TAIPEI (Reuters) -Taiwan aims to end its mandatory COVID-19 quarantine for arrivals from around Oct. 13 and will ease other restrictions from next week as it continues to re-open to the outside world, the government said on Thursday.
Taiwan has kept some of its entry and quarantine rules in place as large parts of the rest of Asia have relaxed or lifted them completely, though in June it cut the number of days required in isolation for arrivals to three from seven previously.
Taiwan has reported six million domestic cases since the beginning of the year, driven by the more infectious Omicron variant. With more than 99% of those showing no or only mild symptoms, the government has relaxed rather than tightened restrictions in its “new Taiwan model”.
Cabinet spokesman Lo Ping-cheng told reporters that from next Thursday visa-free entry will be resumed for citizens of all countries that previously had that status.
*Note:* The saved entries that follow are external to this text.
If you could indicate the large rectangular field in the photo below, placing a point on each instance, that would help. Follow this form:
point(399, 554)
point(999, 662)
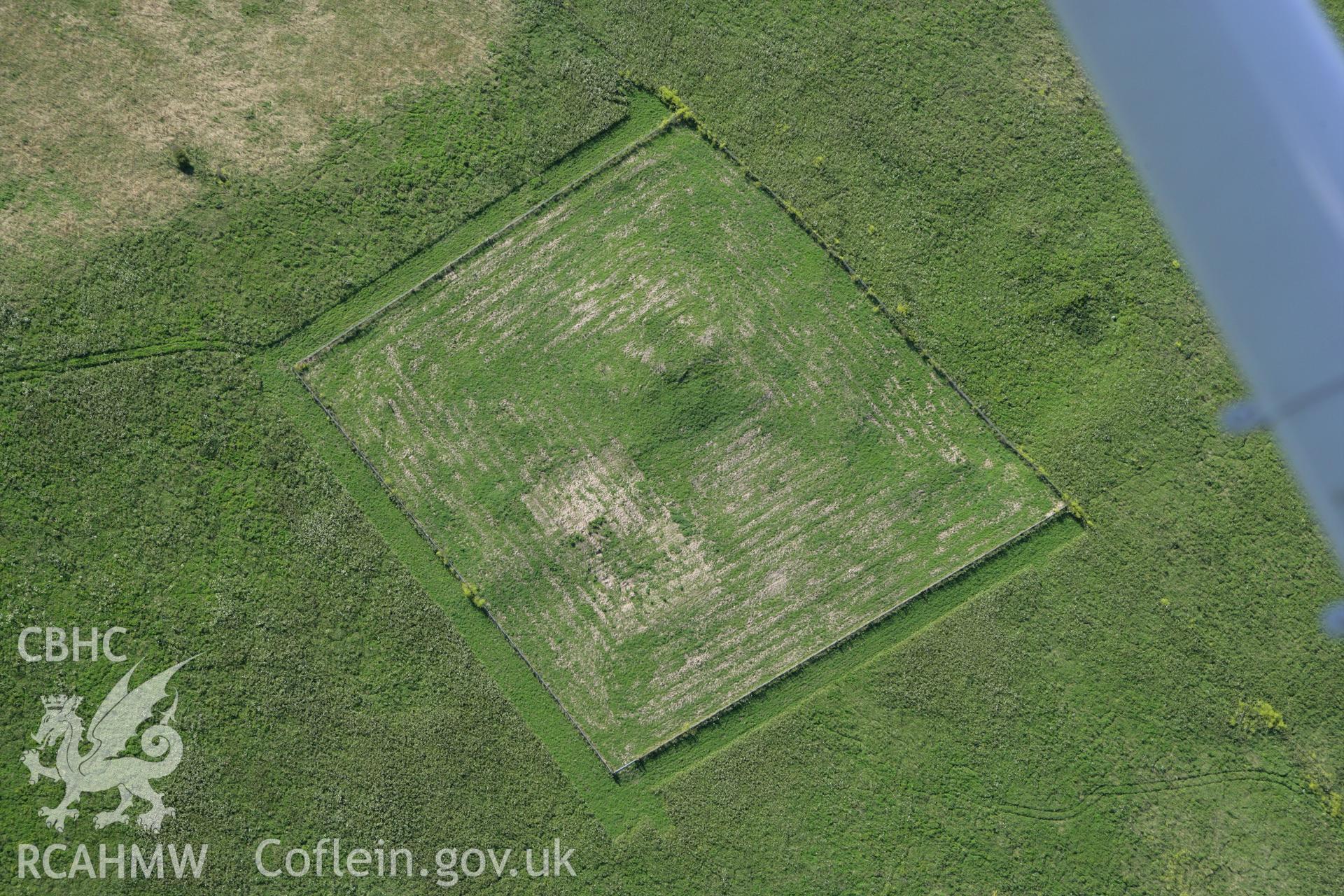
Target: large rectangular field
point(672, 444)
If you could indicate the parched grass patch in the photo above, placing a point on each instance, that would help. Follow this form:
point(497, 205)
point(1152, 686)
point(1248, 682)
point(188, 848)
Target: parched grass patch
point(672, 445)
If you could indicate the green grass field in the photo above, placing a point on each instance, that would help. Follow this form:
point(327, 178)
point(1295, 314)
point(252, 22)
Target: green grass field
point(672, 445)
point(1068, 719)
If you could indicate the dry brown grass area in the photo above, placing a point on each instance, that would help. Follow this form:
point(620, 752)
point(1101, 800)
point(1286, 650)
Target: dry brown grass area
point(94, 94)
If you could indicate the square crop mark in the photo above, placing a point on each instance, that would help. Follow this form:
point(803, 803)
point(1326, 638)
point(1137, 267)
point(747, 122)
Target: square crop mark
point(672, 445)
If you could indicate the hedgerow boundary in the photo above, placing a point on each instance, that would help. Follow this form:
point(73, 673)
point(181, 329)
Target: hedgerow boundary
point(365, 323)
point(438, 276)
point(679, 115)
point(850, 636)
point(683, 113)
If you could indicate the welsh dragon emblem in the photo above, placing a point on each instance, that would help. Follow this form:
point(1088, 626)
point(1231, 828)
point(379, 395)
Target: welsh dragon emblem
point(104, 766)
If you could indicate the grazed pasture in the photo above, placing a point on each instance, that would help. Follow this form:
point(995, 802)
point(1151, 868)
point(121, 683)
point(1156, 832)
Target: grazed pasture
point(671, 442)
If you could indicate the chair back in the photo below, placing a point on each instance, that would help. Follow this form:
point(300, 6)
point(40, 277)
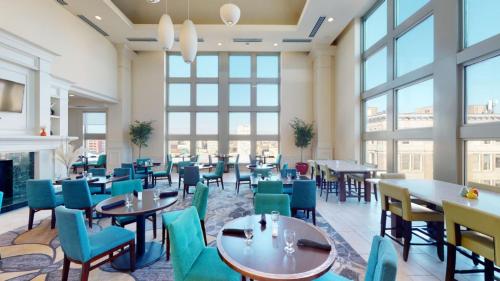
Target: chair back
point(304, 194)
point(457, 215)
point(185, 249)
point(200, 200)
point(270, 187)
point(41, 194)
point(73, 234)
point(383, 260)
point(76, 194)
point(191, 175)
point(266, 203)
point(124, 187)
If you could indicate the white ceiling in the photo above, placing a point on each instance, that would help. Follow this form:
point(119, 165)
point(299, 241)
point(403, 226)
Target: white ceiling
point(119, 26)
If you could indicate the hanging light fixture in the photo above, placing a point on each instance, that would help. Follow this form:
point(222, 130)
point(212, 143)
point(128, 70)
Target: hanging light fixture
point(188, 40)
point(166, 31)
point(230, 14)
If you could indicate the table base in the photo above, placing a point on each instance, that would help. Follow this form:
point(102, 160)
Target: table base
point(153, 251)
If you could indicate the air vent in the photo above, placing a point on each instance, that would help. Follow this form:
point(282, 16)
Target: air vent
point(136, 39)
point(316, 27)
point(292, 40)
point(93, 25)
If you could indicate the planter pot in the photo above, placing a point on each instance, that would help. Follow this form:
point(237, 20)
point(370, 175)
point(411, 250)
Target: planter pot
point(302, 168)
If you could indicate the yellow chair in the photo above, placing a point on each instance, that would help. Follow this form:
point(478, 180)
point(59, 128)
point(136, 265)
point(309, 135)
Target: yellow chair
point(481, 235)
point(397, 201)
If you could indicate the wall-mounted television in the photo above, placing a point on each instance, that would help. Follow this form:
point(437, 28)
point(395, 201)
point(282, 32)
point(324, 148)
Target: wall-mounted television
point(11, 96)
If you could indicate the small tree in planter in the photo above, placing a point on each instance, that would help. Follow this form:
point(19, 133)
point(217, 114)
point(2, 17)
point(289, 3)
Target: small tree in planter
point(304, 133)
point(140, 133)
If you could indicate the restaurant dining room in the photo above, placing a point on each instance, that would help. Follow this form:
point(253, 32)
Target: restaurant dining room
point(241, 140)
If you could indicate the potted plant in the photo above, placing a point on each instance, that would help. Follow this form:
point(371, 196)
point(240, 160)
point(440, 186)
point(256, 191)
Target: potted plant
point(140, 132)
point(304, 133)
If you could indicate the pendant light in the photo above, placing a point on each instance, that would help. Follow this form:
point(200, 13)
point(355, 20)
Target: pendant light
point(230, 14)
point(166, 31)
point(188, 40)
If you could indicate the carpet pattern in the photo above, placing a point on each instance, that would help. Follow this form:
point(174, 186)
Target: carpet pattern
point(37, 255)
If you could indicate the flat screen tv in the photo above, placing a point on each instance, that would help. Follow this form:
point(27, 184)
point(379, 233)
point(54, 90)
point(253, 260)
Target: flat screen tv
point(11, 96)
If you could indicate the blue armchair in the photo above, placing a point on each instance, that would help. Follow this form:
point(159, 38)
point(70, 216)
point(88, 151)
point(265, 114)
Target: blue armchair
point(41, 196)
point(84, 248)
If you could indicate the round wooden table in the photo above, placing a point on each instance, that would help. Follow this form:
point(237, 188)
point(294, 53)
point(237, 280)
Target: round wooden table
point(146, 253)
point(265, 259)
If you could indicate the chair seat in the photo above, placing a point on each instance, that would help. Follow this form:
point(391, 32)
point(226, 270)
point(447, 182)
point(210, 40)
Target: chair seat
point(209, 267)
point(418, 212)
point(479, 243)
point(108, 238)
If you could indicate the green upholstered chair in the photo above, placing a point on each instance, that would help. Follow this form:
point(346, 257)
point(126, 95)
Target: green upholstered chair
point(167, 173)
point(397, 201)
point(266, 203)
point(474, 230)
point(382, 263)
point(41, 196)
point(77, 195)
point(200, 202)
point(129, 186)
point(304, 198)
point(217, 175)
point(84, 248)
point(192, 260)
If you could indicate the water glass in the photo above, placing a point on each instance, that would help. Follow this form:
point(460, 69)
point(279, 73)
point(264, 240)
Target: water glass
point(289, 240)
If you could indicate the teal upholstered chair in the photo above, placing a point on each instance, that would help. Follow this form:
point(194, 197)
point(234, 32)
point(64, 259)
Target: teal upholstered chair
point(84, 248)
point(266, 203)
point(192, 260)
point(77, 195)
point(382, 263)
point(167, 173)
point(41, 196)
point(129, 186)
point(217, 175)
point(200, 202)
point(304, 197)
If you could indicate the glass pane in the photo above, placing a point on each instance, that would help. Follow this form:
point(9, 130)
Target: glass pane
point(239, 94)
point(416, 47)
point(376, 114)
point(239, 123)
point(240, 66)
point(207, 66)
point(267, 123)
point(415, 105)
point(376, 154)
point(267, 67)
point(483, 161)
point(207, 94)
point(481, 91)
point(406, 8)
point(177, 67)
point(179, 123)
point(205, 148)
point(376, 69)
point(267, 95)
point(179, 94)
point(243, 148)
point(375, 25)
point(481, 20)
point(415, 159)
point(207, 123)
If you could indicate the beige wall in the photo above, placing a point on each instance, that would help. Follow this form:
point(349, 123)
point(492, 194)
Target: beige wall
point(86, 58)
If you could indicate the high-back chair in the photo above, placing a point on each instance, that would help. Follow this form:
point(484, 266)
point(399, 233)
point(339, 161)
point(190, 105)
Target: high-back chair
point(304, 198)
point(41, 196)
point(84, 248)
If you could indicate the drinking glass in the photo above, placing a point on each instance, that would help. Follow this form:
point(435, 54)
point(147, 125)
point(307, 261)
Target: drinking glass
point(289, 240)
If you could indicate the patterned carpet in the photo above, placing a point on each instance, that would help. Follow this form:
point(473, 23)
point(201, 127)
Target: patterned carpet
point(37, 255)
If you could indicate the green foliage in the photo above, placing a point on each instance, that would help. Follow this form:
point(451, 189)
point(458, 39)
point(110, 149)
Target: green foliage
point(140, 133)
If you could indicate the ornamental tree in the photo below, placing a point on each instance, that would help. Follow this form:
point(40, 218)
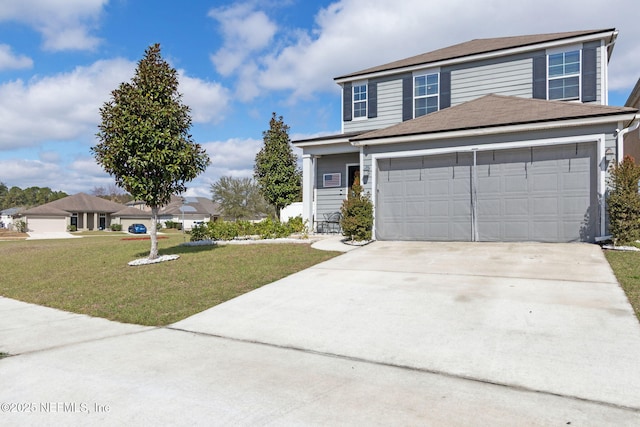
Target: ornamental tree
point(144, 137)
point(276, 168)
point(239, 198)
point(623, 204)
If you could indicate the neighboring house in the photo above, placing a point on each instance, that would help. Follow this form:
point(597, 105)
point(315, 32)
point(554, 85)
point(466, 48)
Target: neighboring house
point(132, 215)
point(632, 135)
point(7, 217)
point(81, 210)
point(189, 211)
point(504, 139)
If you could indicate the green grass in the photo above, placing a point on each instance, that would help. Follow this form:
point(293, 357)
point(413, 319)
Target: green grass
point(91, 275)
point(626, 266)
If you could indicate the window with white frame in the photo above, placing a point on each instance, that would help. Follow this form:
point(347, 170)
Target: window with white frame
point(564, 75)
point(425, 94)
point(359, 100)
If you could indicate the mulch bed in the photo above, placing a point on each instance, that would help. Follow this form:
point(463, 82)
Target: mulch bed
point(142, 238)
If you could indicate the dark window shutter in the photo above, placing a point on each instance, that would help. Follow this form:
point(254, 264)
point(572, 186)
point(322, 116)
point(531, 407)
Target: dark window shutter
point(407, 97)
point(540, 77)
point(347, 104)
point(589, 74)
point(445, 89)
point(372, 100)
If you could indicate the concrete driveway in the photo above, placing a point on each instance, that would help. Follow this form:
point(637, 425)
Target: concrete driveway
point(391, 333)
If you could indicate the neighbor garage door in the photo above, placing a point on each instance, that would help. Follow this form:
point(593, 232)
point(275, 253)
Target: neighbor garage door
point(535, 194)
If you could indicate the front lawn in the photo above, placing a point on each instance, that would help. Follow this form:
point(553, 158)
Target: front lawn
point(91, 275)
point(626, 266)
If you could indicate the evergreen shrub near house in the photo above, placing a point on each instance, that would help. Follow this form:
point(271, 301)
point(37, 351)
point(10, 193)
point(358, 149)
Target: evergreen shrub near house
point(20, 225)
point(268, 228)
point(623, 203)
point(357, 214)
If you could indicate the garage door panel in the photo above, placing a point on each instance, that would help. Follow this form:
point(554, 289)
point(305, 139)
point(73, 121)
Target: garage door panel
point(435, 203)
point(542, 194)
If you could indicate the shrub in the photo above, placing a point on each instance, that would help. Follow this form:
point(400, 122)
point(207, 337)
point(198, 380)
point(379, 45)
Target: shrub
point(357, 214)
point(222, 230)
point(199, 232)
point(20, 225)
point(623, 204)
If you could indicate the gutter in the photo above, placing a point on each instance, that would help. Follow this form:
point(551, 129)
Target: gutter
point(620, 134)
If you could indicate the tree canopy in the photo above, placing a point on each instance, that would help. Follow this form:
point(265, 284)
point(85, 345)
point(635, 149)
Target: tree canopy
point(276, 168)
point(239, 198)
point(144, 139)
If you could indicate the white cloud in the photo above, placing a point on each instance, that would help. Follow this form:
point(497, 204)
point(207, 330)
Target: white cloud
point(208, 100)
point(350, 35)
point(66, 106)
point(64, 24)
point(60, 107)
point(245, 31)
point(9, 61)
point(233, 155)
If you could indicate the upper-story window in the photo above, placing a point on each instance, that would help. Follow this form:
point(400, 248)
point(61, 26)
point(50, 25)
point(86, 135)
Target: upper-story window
point(359, 100)
point(425, 94)
point(564, 75)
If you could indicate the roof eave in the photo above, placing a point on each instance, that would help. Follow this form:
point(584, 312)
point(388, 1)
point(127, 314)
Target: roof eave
point(498, 129)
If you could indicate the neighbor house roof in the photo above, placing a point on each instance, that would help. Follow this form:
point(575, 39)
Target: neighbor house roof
point(493, 111)
point(476, 47)
point(199, 205)
point(80, 202)
point(131, 212)
point(11, 211)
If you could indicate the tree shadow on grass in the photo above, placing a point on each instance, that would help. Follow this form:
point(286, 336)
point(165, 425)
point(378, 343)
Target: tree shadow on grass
point(181, 250)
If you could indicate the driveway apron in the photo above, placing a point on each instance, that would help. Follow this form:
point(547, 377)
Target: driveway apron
point(542, 317)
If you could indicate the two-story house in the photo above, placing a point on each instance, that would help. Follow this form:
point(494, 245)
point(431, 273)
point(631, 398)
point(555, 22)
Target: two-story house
point(503, 139)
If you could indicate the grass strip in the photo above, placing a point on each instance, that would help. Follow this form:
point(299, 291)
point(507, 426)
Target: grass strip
point(626, 267)
point(91, 275)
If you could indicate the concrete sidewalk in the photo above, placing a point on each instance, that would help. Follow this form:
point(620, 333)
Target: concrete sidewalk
point(388, 334)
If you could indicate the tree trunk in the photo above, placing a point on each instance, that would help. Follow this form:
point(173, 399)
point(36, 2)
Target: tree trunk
point(153, 254)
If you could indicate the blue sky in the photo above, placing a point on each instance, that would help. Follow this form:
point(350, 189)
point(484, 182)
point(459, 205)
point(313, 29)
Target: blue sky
point(238, 63)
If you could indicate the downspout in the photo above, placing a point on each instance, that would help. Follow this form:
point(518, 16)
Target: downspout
point(620, 134)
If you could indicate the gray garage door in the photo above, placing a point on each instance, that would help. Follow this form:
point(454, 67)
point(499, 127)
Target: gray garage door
point(545, 194)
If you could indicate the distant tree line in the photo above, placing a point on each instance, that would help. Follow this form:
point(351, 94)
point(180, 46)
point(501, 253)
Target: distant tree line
point(33, 196)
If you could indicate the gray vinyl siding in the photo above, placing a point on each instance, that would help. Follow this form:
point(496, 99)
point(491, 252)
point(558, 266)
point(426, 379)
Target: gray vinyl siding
point(511, 78)
point(389, 108)
point(329, 200)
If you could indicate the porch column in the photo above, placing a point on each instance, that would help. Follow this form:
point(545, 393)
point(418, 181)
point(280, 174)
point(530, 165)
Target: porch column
point(308, 186)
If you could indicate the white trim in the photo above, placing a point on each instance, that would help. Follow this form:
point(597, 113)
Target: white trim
point(425, 74)
point(604, 74)
point(346, 180)
point(599, 139)
point(558, 51)
point(481, 56)
point(353, 100)
point(494, 130)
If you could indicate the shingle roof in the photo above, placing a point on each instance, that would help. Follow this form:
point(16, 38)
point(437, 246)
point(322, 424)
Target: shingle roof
point(201, 205)
point(80, 202)
point(493, 111)
point(634, 96)
point(131, 212)
point(474, 47)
The government will also increase weekly arrival limits for international travellers by 10,000 to 60,000, he said, with no more PCR tests for arrivals.
If “everything is under control”, the government is aiming to end mandatory quarantine for all arrivals from around Oct. 13, with arrivals rising to 150,000 a week, Lo said.
“This is the last mile in our fight against the pandemic,” he said, speaking after a weekly Cabinet meeting, adding the government is making all preparations needed to reopen its door to international tourists and to revive domestic businesses hit by previous COVID-related curbs.
Those who test positive, however, still need to quarantine at home or in designated hotels, the government said.
While Taiwan’s vaccination rate is high, the daily number of cases has been rising again, with more than 46,000 reported on Wednesday.
Throughout the pandemic Taiwanese citizens and foreign residents have not been prohibited from leaving and then re-entering, but have had to quarantine at home or in hotels for up to two weeks.
Before the pandemic, Taiwan was a popular tourist destination for mainly Asian visitors, with Japan, South Korea and Southeast Asia the most important markets.